What is song therapy?

Song therapy is a new approach to recreational singing and music making in the community and in social care. It promotes responsible, informed and sensitive leadership ensuring at all times the well being of music group participants.

It is very important to say that song therapy is not music therapy which is a clinical healthcare profession. Rather, song therapy offers a range of very specific therapeutic goals that can be responsibly pursued in recreational settings.

Familiar popular music and adventure too

As the link between music and wellbeing becomes increasingly recognised, community singing groups are now attracting many of us facing health challenges in our own lives and indeed the lives of our loved ones.

So song therapy celebrates the role of familiar, well known popular music. A way of offering a safe and secure space for many who might be new to community singing and yes, those who might be facing up to difficult times too.

Beyond this song therapists know exactly the right time to introduce new music and new adventures too; often many weeks, months or sometimes even years later; music from different cultures, song writing; performance; opportunities for self expression, new learning, cognitive stimulation; understanding; confidence and self worth.

Song therapists are carefully trained in professional human relationships, sensitive group leadership, person centred thinking and self awareness. They are members of CHP, Complementary Health Professionals, an established association of complementary health practitioners based in London. CHP is also allied to the Complementary and Natural Healthcare Council, the government sponsored agency that promotes professional practice in complementary and alternative therapy.

Therapeutic music making

Song therapy establishes clear boundaries that define what can and cannot be achieved therapeutically in recreational settings.

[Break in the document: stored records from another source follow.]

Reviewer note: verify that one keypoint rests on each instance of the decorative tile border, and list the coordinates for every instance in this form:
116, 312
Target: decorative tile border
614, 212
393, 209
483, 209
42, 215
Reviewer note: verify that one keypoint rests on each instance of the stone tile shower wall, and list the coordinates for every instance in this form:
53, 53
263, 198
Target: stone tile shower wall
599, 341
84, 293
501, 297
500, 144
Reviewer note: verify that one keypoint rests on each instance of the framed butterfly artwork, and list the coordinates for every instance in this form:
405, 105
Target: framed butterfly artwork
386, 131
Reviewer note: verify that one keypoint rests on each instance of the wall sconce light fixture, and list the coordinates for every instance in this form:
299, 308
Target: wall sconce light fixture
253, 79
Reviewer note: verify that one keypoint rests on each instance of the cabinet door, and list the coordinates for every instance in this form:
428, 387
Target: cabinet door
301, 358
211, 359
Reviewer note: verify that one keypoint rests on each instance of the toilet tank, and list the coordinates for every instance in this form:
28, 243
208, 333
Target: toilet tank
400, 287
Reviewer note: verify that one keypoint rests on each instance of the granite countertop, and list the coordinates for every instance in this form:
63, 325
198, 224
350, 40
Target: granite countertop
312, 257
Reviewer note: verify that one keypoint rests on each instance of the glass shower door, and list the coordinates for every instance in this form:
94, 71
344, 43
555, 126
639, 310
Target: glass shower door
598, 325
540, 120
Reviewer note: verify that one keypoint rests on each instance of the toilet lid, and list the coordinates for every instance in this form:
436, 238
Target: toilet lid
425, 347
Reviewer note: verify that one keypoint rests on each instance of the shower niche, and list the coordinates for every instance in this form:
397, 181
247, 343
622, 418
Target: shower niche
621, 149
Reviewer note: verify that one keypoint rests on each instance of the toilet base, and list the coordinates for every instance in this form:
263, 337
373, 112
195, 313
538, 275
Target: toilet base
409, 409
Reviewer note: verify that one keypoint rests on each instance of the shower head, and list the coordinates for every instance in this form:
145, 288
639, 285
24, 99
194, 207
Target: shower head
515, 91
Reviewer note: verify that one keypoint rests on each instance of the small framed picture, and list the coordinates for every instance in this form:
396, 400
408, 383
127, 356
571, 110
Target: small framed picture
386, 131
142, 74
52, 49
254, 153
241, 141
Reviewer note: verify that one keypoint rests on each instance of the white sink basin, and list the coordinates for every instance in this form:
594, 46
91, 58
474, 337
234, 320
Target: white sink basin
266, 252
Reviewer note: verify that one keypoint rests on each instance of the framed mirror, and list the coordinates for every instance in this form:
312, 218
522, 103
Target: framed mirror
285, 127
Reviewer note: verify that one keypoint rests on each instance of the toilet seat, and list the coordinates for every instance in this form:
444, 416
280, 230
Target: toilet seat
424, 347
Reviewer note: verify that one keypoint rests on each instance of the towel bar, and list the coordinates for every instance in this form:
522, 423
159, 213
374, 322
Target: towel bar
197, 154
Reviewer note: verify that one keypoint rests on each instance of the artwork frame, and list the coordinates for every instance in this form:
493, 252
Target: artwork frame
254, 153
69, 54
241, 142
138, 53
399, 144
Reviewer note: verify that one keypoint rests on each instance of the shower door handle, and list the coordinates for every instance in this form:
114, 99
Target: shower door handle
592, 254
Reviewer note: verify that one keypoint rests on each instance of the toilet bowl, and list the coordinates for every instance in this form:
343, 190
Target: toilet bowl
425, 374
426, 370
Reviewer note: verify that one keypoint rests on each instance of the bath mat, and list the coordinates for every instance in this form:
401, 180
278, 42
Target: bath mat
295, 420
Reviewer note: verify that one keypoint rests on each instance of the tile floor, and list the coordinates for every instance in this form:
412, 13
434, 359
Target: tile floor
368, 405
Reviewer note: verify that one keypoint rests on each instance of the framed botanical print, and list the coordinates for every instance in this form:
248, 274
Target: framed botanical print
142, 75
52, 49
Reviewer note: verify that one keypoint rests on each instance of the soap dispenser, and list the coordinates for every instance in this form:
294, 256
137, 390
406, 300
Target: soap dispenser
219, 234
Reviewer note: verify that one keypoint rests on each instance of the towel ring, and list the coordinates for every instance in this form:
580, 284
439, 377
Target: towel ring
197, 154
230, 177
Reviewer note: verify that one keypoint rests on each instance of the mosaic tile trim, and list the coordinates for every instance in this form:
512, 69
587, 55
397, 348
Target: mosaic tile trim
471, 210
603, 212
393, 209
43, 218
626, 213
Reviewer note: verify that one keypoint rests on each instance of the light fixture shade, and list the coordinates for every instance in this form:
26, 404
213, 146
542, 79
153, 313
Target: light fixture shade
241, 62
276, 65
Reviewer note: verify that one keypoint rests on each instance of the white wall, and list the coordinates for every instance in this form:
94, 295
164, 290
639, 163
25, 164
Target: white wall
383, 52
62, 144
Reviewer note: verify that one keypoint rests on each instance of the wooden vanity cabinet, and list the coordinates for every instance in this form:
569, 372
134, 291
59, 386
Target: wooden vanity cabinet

Song therapists encourage expression of feelings and emotions through music making but they do not actively explore feelings and emotions through their music. So, song therapists do not build psychological therapeutic relationships with their music group participants. Instead they promote a very clearly defined range of physiological therapeutic outcomes. This is an important difference between recreational song therapy and the clinical healthcare profession of music therapy.

Wellbeing and good health

So, song therapists promote well being and improved health through relaxation and acceptance; cognitive stimulation; reminiscence; new learning and understanding; social inclusion; encouraging motor and verbal capacity; co-ordination; micro exercise and exercise too; the temporary relief of anxiety and depression; a helping hand on a journey towards physical and mental health, a sense of connection with self and others.

Self worth.

Philosophy, psychology and science

Song therapy draws inspiration from established child development psychology; creativity, connection and play. It offers a loose philosophical framework too, rooted in the tao, humanism and existentialism, yet embracing different religious and theological traditions without a need for judgement. Finally it embraces established research and evidence based practice and applies this in a responsible way in community and social care settings.